I agree with his analysis, but — you knew there was a “but” coming — I think this misses the point, which seems to be a restatement of the anthropic principle dressed up in the formalism of probability notation. Yes, if we include “(embodied) intelligent observers exist” in our background knowledge (B), then it follows that a life-permitting universe (LPU) exists. But that isn’t very interesting. In one sense, this move simply pushes the problem back a step.
To see why, we can (in a sense) do a Bayesian analysis in reverse. Abstract away everything we know, including our own existence, and include in our background knowledge only the fact that our universe exists.

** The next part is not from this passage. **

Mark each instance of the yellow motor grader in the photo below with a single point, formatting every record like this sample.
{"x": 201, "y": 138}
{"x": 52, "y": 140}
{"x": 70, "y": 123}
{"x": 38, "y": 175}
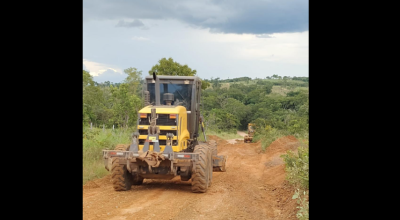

Based on that fact alone, the prior (epistemic) probability of “(embodied) intelligent observers exist” is not 1 on naturalism and it is not 1 on theism.
In the jargon of academic philosophy of religion, the proponent of a fine-tuning argument for theism is asking us to compare the epistemic probability–not relative frequency–of a life-existing universe conditional upon theism to the epistemic probability of a life-existing universe conditional upon naturalism. To respond to that argument with “But we exist” misses the point.
The proponent of the fine-tuning argument can, should, and will respond, “No shit, Sherlock. Everyone agrees that we exist. The question is whether the life-permitting preconditions of our universe is evidence relevant to theism and naturalism.”

If (in even greater desperation) Collins tried putting “I think, therefore I am” in e, his conclusion would only be true for people who aren’t observers (since b then contains no observers), and since the probability of there being people who aren’t observers is zero, his calculation would be irrelevant

Again, I find the snark (“greater desperation”) off-putting, but let’s put that aside. At the risk of repeating myself, the fact that each of us knows that we exist doesn’t make fine-tuning arguments go away. Yes, we know that our universe is life-permitting because we know that we exist. But why is our universe life-permitting? Some philosophers (including both theists and atheists like Paul Draper) argue that that is evidence favoring theism over naturalism. If they are right, then so be it. But if they are wrong, they are NOT wrong because we exist. That objection just doesn’t work.

(it would be true only for people who don’t exist, i.e., any conclusion that is conditional on “there are no observers” is of no interest to observers).

Dr. Carrier doesn’t speak for all observers. I’m an observer and find the question of interest. So does Paul Draper. So do many atheist philosophers who don’t think fine-tuning arguments work, including Bradley Monton, Keith Parsons, Graham Oppy, Quentin Smith, and so forth. So do many (but not all) theist philosophers. So do many non-philosophers of all stripes. If he doesn’t find the question of interest, that’s fine. But, at risk of stating the obvious, his lack of interest in the argument isn’t a defeater for the argument.